Moreover, Plex grows using a “continuous innovation” model where enhancements and upgrades are delivered continuously and does not suffer the obsolescence, or need for upgrade implementations typical of on-premise solutions. In this way, Plex is uniquely able to stay up to date with the changing needs of manufacturing businesses. This approach allows Plex to satisfy the unique requirements of manufacturing operations, such as:
- Real-time production ecosystem
Plex MES delivers a real-time interoperable production system that guides, initiates and reports shop floor activities as they occur for optimized and responsive plant operations and processes.
- End-to-end traceability
For every action in production, there is a transaction in Plex so every piece of inventory is tracked for precise genealogy and traceability such as to isolate and contain potential quality issues.
- Closed-loop quality
Compliance with regulatory and quality standards is delivered through an integral quality control and checkpoint system in Plex MES, minimizing waste and ensuring standards compliance, documentation and traceability needs.
Plex customers are often large multinational corporations and require systems targeted to streamline and grow their operations.

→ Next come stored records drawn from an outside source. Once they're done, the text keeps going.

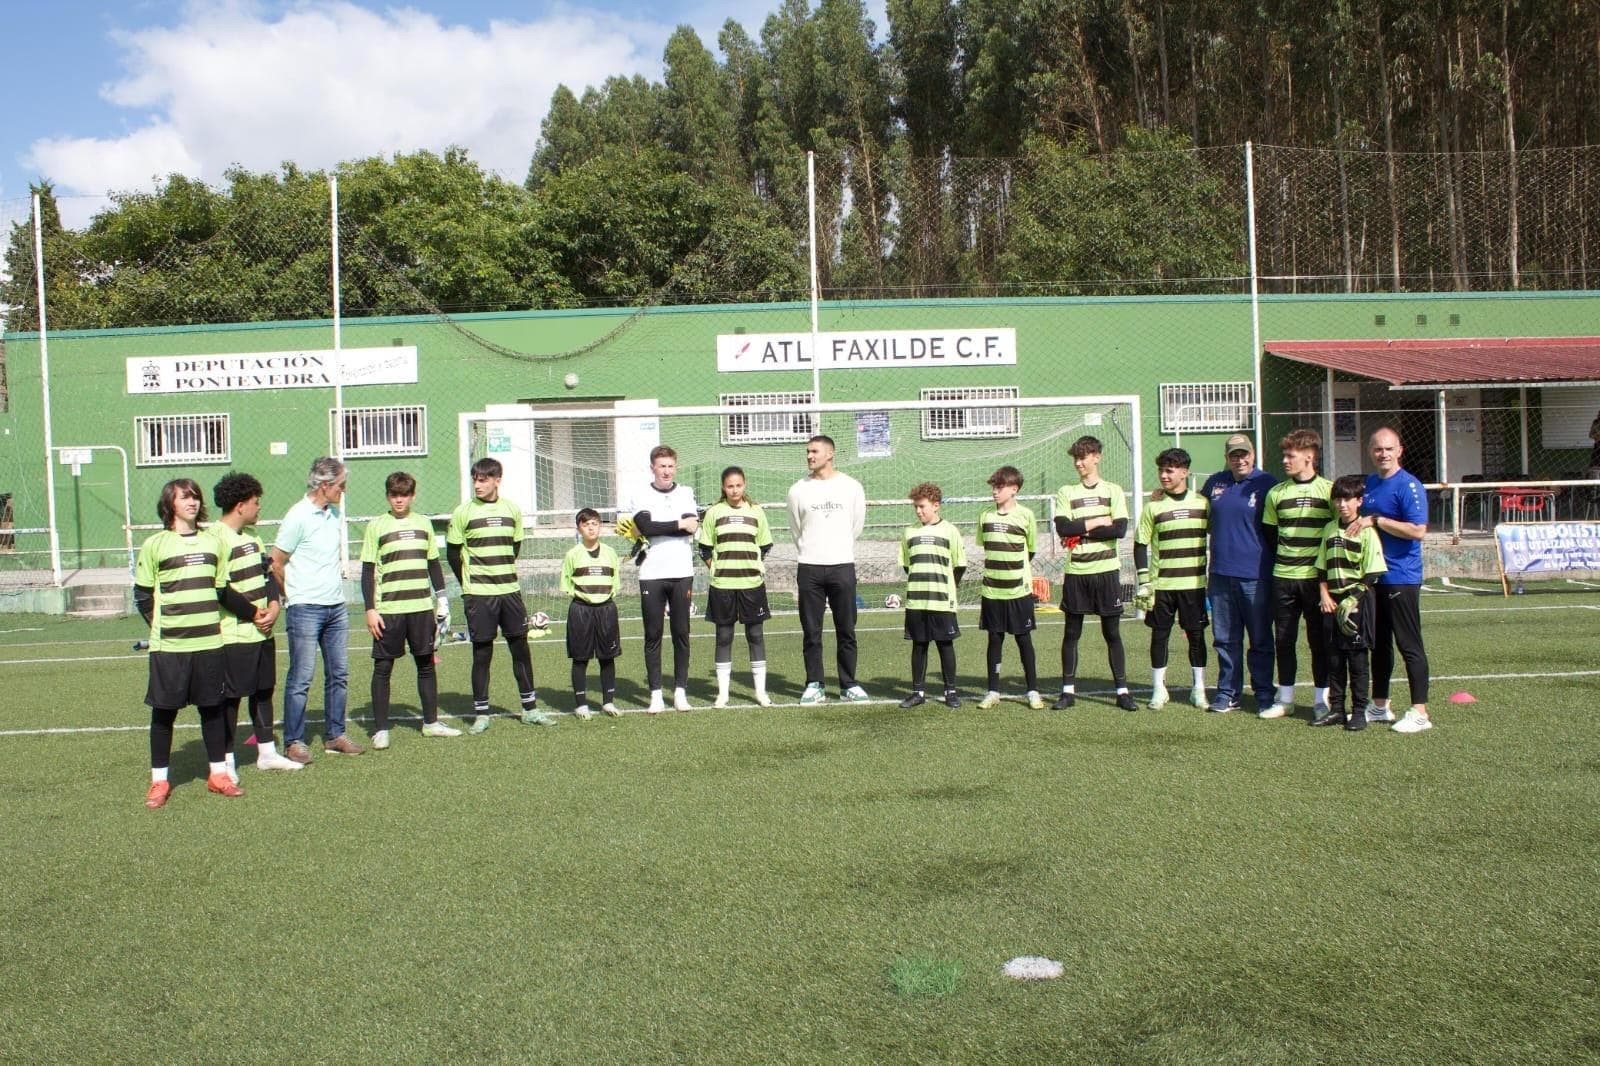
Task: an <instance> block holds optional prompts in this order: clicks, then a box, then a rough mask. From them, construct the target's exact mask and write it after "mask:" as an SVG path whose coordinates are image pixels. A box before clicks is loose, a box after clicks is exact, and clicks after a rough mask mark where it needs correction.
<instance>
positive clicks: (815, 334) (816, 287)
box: [805, 152, 822, 403]
mask: <svg viewBox="0 0 1600 1066" xmlns="http://www.w3.org/2000/svg"><path fill="white" fill-rule="evenodd" d="M805 187H806V211H808V214H810V219H811V399H813V400H814V402H816V403H821V402H822V352H821V351H819V346H818V335H819V328H818V301H819V291H818V272H816V152H806V154H805Z"/></svg>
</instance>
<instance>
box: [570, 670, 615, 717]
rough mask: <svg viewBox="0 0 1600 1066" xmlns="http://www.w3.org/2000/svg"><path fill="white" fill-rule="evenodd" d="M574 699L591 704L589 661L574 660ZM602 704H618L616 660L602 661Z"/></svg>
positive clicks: (600, 685)
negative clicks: (616, 694)
mask: <svg viewBox="0 0 1600 1066" xmlns="http://www.w3.org/2000/svg"><path fill="white" fill-rule="evenodd" d="M573 698H574V699H576V701H578V706H579V707H582V706H587V704H589V659H573ZM600 703H616V659H600Z"/></svg>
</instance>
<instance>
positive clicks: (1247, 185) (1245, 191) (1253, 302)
mask: <svg viewBox="0 0 1600 1066" xmlns="http://www.w3.org/2000/svg"><path fill="white" fill-rule="evenodd" d="M1245 213H1246V214H1248V219H1250V373H1251V381H1253V383H1254V386H1253V391H1254V394H1256V455H1261V431H1262V423H1264V421H1266V418H1264V415H1262V407H1261V277H1259V274H1256V150H1254V144H1251V142H1250V141H1245ZM1328 403H1330V405H1331V403H1333V399H1331V397H1330V399H1328Z"/></svg>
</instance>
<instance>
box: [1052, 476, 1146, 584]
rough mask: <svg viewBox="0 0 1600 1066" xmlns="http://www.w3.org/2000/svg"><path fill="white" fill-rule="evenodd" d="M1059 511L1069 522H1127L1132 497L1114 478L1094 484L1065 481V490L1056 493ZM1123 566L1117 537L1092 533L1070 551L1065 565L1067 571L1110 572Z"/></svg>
mask: <svg viewBox="0 0 1600 1066" xmlns="http://www.w3.org/2000/svg"><path fill="white" fill-rule="evenodd" d="M1056 515H1058V517H1062V519H1066V520H1067V522H1074V520H1080V519H1110V520H1112V522H1115V520H1117V519H1122V520H1123V522H1126V520H1128V498H1126V496H1125V495H1123V491H1122V485H1114V483H1110V482H1096V483H1094V487H1090V485H1085V483H1083V482H1078V483H1077V485H1062V487H1061V491H1058V493H1056ZM1120 568H1122V562H1120V560H1118V559H1117V541H1110V539H1107V541H1102V539H1094V538H1091V536H1085V538H1082V539H1080V541H1078V543H1077V547H1074V549H1072V551H1070V552H1069V554H1067V562H1066V567H1064V570H1066V573H1078V575H1085V573H1107V571H1110V570H1120Z"/></svg>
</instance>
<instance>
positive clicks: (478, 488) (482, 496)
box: [445, 459, 555, 733]
mask: <svg viewBox="0 0 1600 1066" xmlns="http://www.w3.org/2000/svg"><path fill="white" fill-rule="evenodd" d="M502 474H504V471H502V469H501V464H499V459H478V461H477V463H474V464H472V499H467V501H466V503H462V504H461V506H459V507H456V511H454V514H451V515H450V528H448V530H446V531H445V555H446V557H448V560H450V571H451V573H454V575H456V581H458V583H459V584H461V603H462V610H464V611H466V615H467V639H470V640H472V712H474V714H475V715H477V717H474V720H472V731H474V733H482V731H483V730H486V728H488V727H490V663H493V661H494V635H496V632H498V634H499V635H504V637H506V648H507V650H509V651H510V672H512V675H514V677H515V679H517V693H518V695H520V698H522V720H523V722H525V723H528V725H555V719H552V717H550V715H547V714H541V711H539V693H538V691H536V690H534V687H533V655H531V653H530V651H528V605H526V603H523V602H522V586H520V584H518V581H517V552H518V551H522V507H518V506H517V504H515V503H512V501H510V499H501V495H499V482H501V475H502Z"/></svg>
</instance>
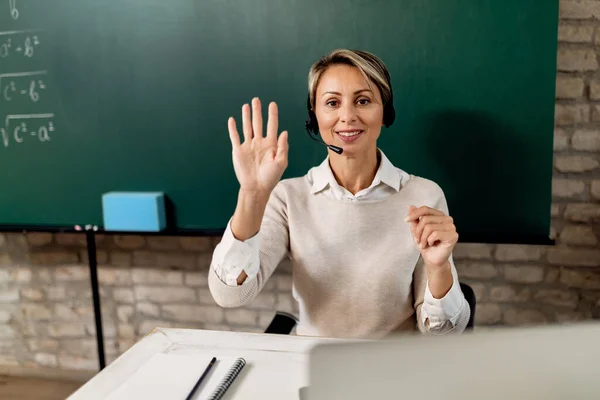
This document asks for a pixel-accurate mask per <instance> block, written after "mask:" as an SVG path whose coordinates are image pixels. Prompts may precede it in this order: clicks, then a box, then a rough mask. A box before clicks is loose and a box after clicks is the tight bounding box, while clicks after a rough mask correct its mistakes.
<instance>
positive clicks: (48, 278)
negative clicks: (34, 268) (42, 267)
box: [37, 268, 54, 283]
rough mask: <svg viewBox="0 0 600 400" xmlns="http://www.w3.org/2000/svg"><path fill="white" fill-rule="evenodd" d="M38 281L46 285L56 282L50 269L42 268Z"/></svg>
mask: <svg viewBox="0 0 600 400" xmlns="http://www.w3.org/2000/svg"><path fill="white" fill-rule="evenodd" d="M37 277H38V280H39V281H41V282H44V283H52V282H53V281H54V279H53V277H52V272H50V268H40V269H39V270H38V271H37Z"/></svg>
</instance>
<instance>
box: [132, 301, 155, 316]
mask: <svg viewBox="0 0 600 400" xmlns="http://www.w3.org/2000/svg"><path fill="white" fill-rule="evenodd" d="M135 307H136V311H137V312H138V313H140V314H141V315H143V316H145V317H159V316H160V308H159V307H158V306H157V305H156V304H152V303H137V304H136V306H135Z"/></svg>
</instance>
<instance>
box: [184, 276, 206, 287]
mask: <svg viewBox="0 0 600 400" xmlns="http://www.w3.org/2000/svg"><path fill="white" fill-rule="evenodd" d="M185 284H186V286H193V287H200V286H201V287H208V274H207V273H206V272H186V274H185Z"/></svg>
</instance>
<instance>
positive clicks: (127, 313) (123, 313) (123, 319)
mask: <svg viewBox="0 0 600 400" xmlns="http://www.w3.org/2000/svg"><path fill="white" fill-rule="evenodd" d="M132 317H133V306H119V307H117V318H118V319H119V322H131V319H132Z"/></svg>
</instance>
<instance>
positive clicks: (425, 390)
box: [303, 322, 600, 400]
mask: <svg viewBox="0 0 600 400" xmlns="http://www.w3.org/2000/svg"><path fill="white" fill-rule="evenodd" d="M309 382H310V385H309V386H308V387H307V388H306V389H305V390H304V392H305V393H303V397H306V398H307V399H309V400H321V399H323V400H325V399H327V400H337V399H340V400H341V399H343V400H352V399H362V400H365V399H366V400H375V399H403V400H413V399H414V400H417V399H418V400H427V399H444V400H459V399H460V400H464V399H485V400H496V399H498V400H507V399H510V400H515V399H519V400H520V399H527V400H534V399H544V400H550V399H552V400H554V399H557V400H558V399H561V400H562V399H600V324H599V323H596V322H588V323H577V324H572V325H551V326H543V327H542V326H538V327H530V328H523V327H521V328H498V329H496V330H486V331H481V332H478V331H477V330H475V331H473V332H471V333H464V334H461V335H453V334H448V335H445V336H425V335H410V336H403V337H393V338H390V339H385V340H380V341H367V342H358V343H357V342H351V343H335V344H327V345H318V346H316V347H315V348H314V349H313V350H312V352H311V353H310V358H309ZM304 395H305V396H304Z"/></svg>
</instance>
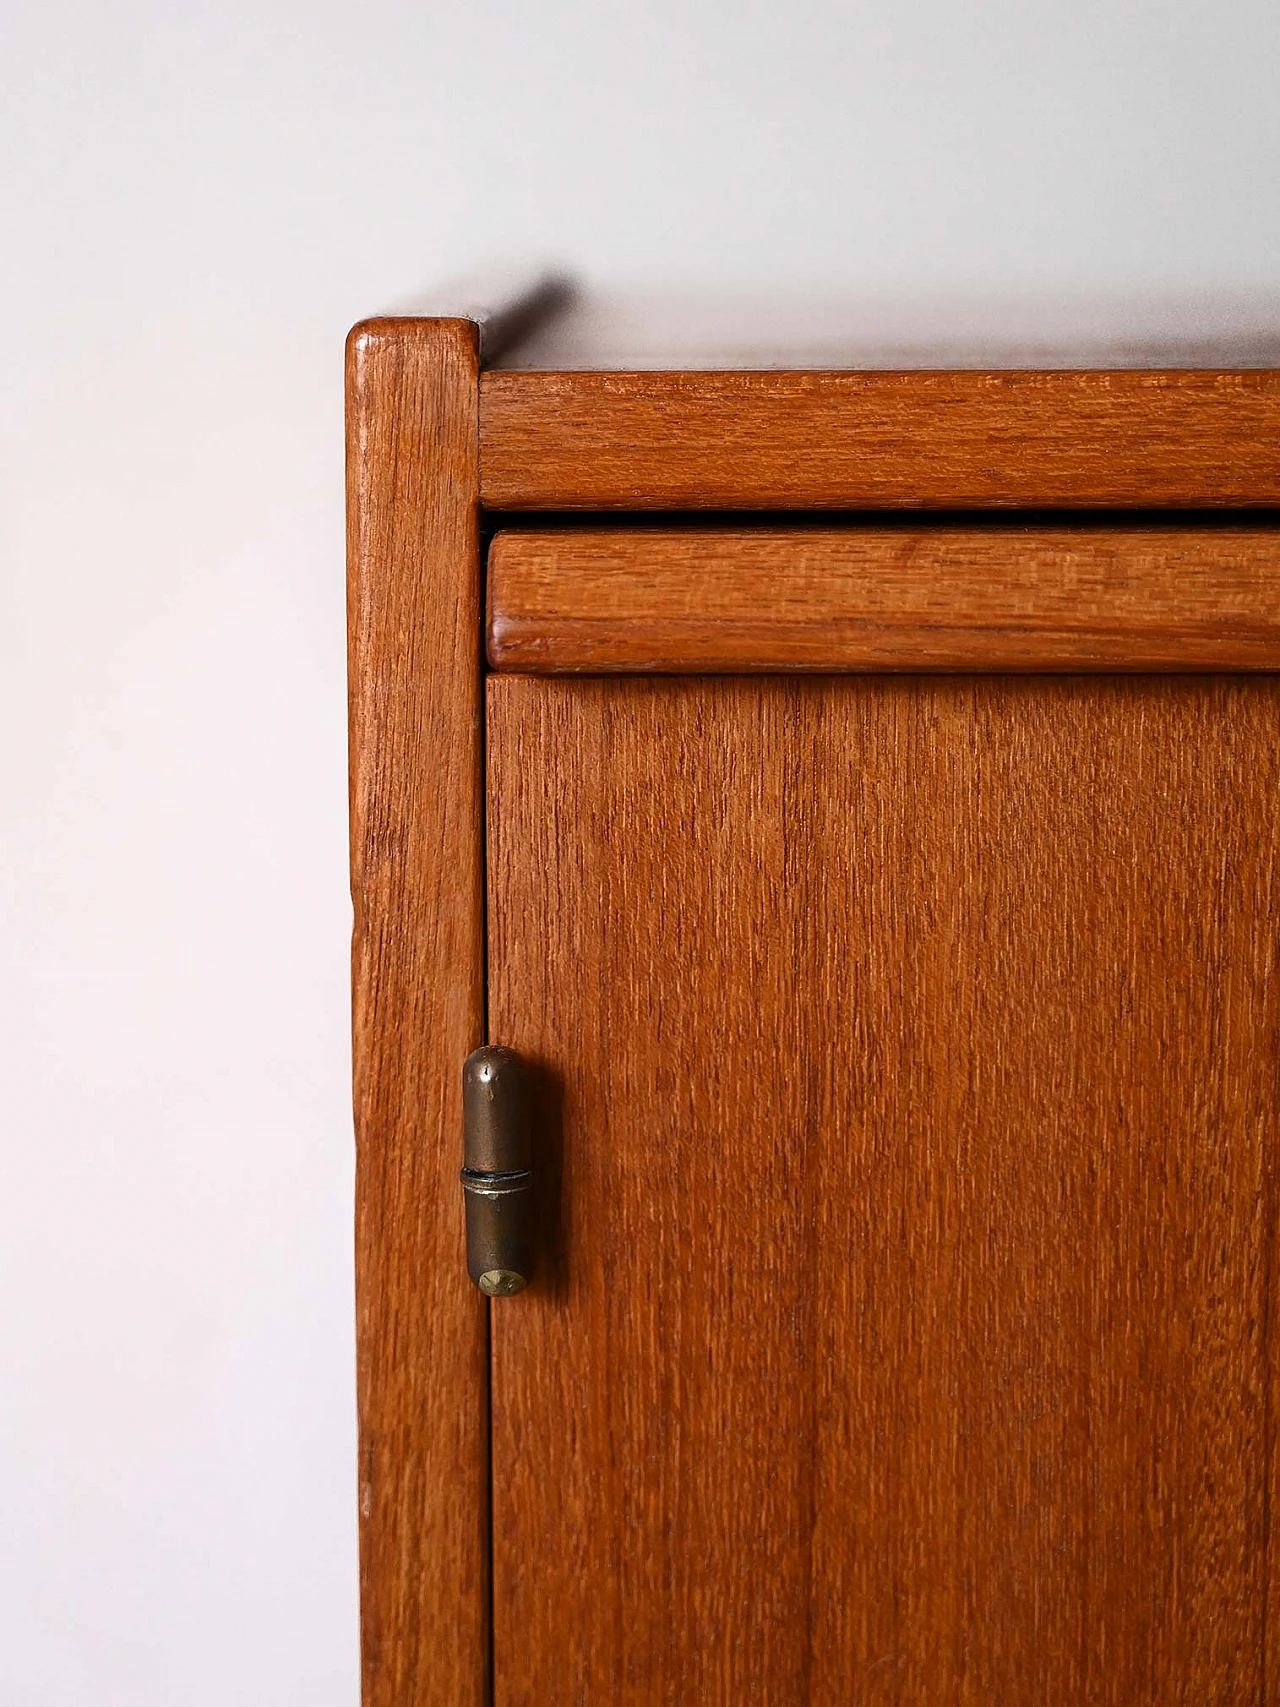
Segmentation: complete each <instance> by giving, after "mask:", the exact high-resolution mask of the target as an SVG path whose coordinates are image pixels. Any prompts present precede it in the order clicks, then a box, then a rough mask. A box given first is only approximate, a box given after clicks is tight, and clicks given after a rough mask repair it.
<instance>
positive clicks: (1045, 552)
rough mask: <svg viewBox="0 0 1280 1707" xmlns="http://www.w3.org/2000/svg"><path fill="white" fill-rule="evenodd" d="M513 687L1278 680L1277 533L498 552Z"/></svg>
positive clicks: (759, 535)
mask: <svg viewBox="0 0 1280 1707" xmlns="http://www.w3.org/2000/svg"><path fill="white" fill-rule="evenodd" d="M486 626H488V661H490V664H492V666H493V669H507V671H546V673H555V671H589V673H597V671H669V673H672V671H674V673H679V671H703V673H734V671H898V669H903V671H920V669H927V671H954V669H1009V671H1091V669H1133V671H1137V669H1183V671H1188V669H1219V671H1220V669H1277V667H1280V531H1261V529H1234V527H1217V529H1212V527H1195V529H1178V527H1159V529H1157V527H1150V529H1147V527H1142V529H1138V527H1123V529H1121V527H1017V529H1014V527H932V529H925V527H893V526H889V527H884V526H882V527H841V529H831V531H829V529H746V527H737V529H732V527H727V529H684V531H669V529H642V527H630V529H621V527H613V529H582V531H579V529H556V531H555V533H538V531H526V529H512V531H503V533H498V534H497V536H495V538H493V541H492V545H490V551H488V618H486Z"/></svg>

As such, Plex is deployed at manufacturing facilities to control operations for the whole subsidiary entity while communicating up to the parent enterprise, as a classic two-tier implementation. Plex has many customers operating in a two-tier mode.
Why Plex Now?
Built from the ground up for the cloud by manufacturing experts, Plex delivers the broad and deep ERP functionality that puts you ahead of the competition. The Plex Smart Manufacturing Platform is 100 percent focused on discrete and process manufacturing with industry-leading plant floor to top floor functionality. ERP and MES from Plex deliver unprecedented customer success through a relentless pursuit of continuous innovation for the manufacturing industry. The reason to choose Plex can be summed up by:
- Built for manufacturers.
With growth, manufacturers are faced with challenges to keep up with growing capacity. Because it was designed specifically for manufacturers, Plex more directly addresses the problems that modern manufacturers face. Plex allows you to drive operational efficiency by improving inventory accuracy, product quality and real-time reporting/analytics.
- Visibility of Operations.
As a complete, end-to-end solution for manufacturing businesses, Plex delivers a single, centrally managed source of manufacturing and business data. Connected from the top floor (business) all the way to work centers on the plant floor and all the way to the shop floor equipment itself, Plex ensures that data is collected at the “manufacturing moment.” This visibility makes traceability to specific data quick and easy and makes it simple to report and share across the enterprise.
- Cloud Adoption.
The rapid increase in cloud adoption – especially in controlled ways such as functional or division level – makes deploying Plex at a plant level ideal. The lower IT overhead costs make spinning up a new plant easier and more cost effective with lower risk. Moreover, replicating a successful deployment to additional plants can be accomplished in weeks versus months.